The yield gap is the difference between the yield on government bonds – specifically long-term ones – and the dividend yield – the yield on shares – at any given time.

Yield gap – markets
The yield gap is only used when looking at bonds and shares in the same market – when you are comparing the difference between the average dividend and bond yields.
It is a useful measure of a stock market’s valuation, and can also indicate whether a market is under- or over-valued. Abnormal yield gaps can be justified by greater or smaller growth expectations.
Yield gap – agriculture
The yield gap is the difference between a current farm’s crop yield and what it could potentially yield if it were well run and had the proper technology.
Yield gap is used to describe the huge gulf between the crop yields of the world’s most productive farmers and the least successful ones.

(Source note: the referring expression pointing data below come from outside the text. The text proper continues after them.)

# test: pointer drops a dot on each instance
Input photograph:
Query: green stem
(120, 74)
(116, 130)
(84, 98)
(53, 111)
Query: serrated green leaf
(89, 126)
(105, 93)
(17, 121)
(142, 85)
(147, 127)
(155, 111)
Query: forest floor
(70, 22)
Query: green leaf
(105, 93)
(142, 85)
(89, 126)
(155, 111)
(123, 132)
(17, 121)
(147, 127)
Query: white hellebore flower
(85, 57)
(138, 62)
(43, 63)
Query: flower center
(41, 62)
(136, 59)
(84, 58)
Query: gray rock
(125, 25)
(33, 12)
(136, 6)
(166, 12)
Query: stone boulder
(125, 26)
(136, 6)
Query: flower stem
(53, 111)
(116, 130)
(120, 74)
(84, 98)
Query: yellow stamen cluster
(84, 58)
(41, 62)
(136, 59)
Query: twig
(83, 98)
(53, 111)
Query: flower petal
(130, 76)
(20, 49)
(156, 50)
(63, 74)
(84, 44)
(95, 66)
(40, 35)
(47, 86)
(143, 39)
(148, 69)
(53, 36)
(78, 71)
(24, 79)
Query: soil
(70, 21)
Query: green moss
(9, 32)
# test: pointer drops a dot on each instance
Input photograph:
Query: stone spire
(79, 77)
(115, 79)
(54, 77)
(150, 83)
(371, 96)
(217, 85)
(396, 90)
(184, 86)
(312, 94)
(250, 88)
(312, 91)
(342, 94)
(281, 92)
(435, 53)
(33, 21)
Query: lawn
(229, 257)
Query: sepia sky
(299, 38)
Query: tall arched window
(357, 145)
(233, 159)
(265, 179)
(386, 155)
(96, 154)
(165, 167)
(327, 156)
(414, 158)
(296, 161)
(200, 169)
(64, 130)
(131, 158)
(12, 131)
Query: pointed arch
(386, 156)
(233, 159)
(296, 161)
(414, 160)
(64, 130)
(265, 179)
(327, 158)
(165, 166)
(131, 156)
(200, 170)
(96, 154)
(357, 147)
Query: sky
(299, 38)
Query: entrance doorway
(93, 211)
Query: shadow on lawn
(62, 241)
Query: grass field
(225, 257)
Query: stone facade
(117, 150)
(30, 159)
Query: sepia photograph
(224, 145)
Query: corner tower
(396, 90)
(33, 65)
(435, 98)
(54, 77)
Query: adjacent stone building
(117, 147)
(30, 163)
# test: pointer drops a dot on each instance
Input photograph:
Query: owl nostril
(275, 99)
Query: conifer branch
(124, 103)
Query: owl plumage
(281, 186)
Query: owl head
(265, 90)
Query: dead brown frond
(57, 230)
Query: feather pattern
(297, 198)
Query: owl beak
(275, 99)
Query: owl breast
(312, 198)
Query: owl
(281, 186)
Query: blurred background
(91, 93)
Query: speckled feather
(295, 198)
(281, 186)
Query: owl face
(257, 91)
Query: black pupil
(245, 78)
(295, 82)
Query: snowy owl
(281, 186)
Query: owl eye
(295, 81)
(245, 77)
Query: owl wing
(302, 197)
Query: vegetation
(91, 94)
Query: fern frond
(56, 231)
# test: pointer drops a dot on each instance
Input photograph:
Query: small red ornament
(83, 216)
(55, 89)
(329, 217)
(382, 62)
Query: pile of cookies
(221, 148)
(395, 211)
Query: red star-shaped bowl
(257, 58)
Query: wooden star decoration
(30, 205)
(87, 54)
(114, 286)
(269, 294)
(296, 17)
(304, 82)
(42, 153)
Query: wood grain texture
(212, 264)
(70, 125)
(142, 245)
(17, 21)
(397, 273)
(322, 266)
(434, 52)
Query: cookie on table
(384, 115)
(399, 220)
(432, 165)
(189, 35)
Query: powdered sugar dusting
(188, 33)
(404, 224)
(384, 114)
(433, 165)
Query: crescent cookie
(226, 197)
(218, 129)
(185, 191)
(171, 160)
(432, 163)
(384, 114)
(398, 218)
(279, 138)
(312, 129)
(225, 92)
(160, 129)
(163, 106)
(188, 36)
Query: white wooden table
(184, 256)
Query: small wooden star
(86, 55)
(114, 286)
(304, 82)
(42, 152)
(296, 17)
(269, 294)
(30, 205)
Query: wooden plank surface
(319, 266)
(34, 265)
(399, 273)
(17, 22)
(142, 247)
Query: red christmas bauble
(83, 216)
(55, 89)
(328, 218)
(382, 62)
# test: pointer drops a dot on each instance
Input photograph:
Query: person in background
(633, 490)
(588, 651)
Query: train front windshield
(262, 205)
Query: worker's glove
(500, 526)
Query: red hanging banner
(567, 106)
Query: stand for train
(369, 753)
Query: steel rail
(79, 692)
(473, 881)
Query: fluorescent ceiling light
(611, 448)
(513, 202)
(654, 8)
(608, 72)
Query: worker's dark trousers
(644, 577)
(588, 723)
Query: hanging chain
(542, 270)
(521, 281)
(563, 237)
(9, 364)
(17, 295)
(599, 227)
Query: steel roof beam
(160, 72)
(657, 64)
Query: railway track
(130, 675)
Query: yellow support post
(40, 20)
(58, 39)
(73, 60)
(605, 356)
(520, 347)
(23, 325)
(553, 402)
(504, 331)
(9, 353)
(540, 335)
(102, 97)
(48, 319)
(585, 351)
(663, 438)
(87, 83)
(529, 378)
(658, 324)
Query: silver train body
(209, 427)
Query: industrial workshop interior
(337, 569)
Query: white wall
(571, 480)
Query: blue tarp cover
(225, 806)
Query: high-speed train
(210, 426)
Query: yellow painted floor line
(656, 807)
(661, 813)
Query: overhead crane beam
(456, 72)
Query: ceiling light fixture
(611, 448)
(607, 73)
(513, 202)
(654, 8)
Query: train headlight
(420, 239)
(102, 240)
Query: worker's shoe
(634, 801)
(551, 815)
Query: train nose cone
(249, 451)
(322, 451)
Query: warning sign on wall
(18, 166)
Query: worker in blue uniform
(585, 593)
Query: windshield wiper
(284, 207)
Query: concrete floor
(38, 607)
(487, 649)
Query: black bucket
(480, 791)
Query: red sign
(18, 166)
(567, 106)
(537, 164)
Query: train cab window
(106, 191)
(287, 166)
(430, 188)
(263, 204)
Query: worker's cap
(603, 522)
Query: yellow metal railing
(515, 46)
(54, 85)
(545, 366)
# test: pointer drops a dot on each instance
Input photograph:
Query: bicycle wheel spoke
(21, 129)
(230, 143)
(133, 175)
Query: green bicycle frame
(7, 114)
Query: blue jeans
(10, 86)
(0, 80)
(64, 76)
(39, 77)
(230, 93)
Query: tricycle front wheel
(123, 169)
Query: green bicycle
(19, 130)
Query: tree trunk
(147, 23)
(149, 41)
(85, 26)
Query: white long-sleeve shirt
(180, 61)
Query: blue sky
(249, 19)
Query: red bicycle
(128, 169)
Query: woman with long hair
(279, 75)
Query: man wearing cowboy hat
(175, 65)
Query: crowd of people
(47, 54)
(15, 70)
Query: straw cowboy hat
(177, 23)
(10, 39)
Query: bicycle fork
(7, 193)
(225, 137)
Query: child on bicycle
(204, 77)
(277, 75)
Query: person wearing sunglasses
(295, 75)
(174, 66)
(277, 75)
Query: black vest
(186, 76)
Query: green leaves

For example, American farmers typically grow up to five times as much corn per acre as their counterparts do in Africa.
In a New York Times blog, ‘Can the Yield Gap be Closed – Sustainably?’ – Justin Gillis quoted experts who said that closing the yield gap is crucial if we want to feed the world over the long term.
Regarding how to close the yield gap, Mr. Gillis wrote:
“And there is no technological mystery about how to do it: the strategy of using high-yielding modern crop varieties and nitrogen fertilizer has already been proven, in the Green Revolution, to raise output for farmers.”
“But getting these tools into the hands of poor smallholder farmers requires both political leadership and large public investment.”
China has managed to transform itself from a famine-plagued nation to one that today is able to feed itself. India and Pakistan, to a significant extent, have also managed to make the transition.
The vast majority of African governments, however, have failed – partly because of poor leadership and a chronic lack of funds.
Indicators Report has the following definition for yield gap:
“Actual yields relative to the yield that can be achieved under good management conditions, taking into account climate and the sustainable use of water (i.e. water-limited yield potential).”
Indicator Report says that nations should aim for the majority of their farms to achieve at least eighty percent of the attainable water-limited yield potential. In order to achieve this – on a sustainable basis – governments need to implement the right policy and technology road-maps.
Advancements in precision agriculture and data analytics are showing promise in narrowing the yield gap by enabling farmers to optimize inputs and increase efficiency.